Sebagai implementasi dari undang-undang yang baru ini, pemerintah telah merencanakan akan melakukan program sertifikasi guru dalam waktu dekat. Seperti yang dikatakan Dirjen Peningkatan Mutu Pendidik dan Tenaga Kependidikan Depdiknas Fasli Jalal bahwa pemerintah sedang menyiapkan peraturan pemerintah (PP) untuk sertifikasi para guru, dan diharapakan dalam enam bulan telah keluar PP dan telah ditunjuk LPTK penyelenggara sertifikasi. Setelah itu, dilangsungkan pendidikan profesi serta uji sertifikasi bagi para guru yang sudah sarjana (Kompas, 27/02/2006)
Sekalipun masih ada perdebatan tentang siapa yang paling berhak menyelenggarakan program sertifikasi dan yang melakukan uji komptensi guru, namun terlepas dari siapa yang meyelenggarakan, program sertifikasi dan uji kompetensi jelas akan berdampak positif bagi proses terbentuknya guru yang profesional di masa datang. Selain karena dengan program sertifikasi dan uji kompetensi akan ada proses terukur bagi seseorang layak disebut sebagai guru, juga karena program ini bisa menjawab permasalahan klasik guru menyangkut kesejahteraan karena pasal 16 ayat (1) dan (2) UU 14/2005 menyebutkan bahwa guru yang memiliki sertifikat pendidik akan memperoleh tunjangan profesi sebesar satu kali gaji pokok dan diberikan oleh pemerintah kepada guru sekolah negeri maupun swasta.
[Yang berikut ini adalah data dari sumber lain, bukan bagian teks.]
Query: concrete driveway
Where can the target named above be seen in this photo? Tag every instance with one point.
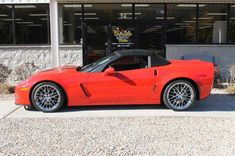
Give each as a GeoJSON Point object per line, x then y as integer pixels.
{"type": "Point", "coordinates": [217, 105]}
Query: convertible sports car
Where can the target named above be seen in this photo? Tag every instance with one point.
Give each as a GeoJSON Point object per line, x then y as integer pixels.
{"type": "Point", "coordinates": [126, 77]}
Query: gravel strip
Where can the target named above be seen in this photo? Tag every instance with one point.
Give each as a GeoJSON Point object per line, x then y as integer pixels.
{"type": "Point", "coordinates": [118, 136]}
{"type": "Point", "coordinates": [7, 97]}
Apalagi kalau pemeritah berkomitmen menjalankan amanat undang undang yang menegaskan bahwa pemerintah harus mengalokasikan 20 persen anggaran negara ke sektor pendidikan, dampaknya akan diyakini begitu luar biasa kepada kualitas dunia pendidikan kita secara umum, dan terbentuknya guru yang profesional secara khusus. Serta kebanggaan menyandang profesi guru yang akan melahirkan suasana kerja yang beretos tinggi merasakan kesetaraan dengan profesi lainnya. Sebuah kebangga yang ditunggu oleh semua pihak.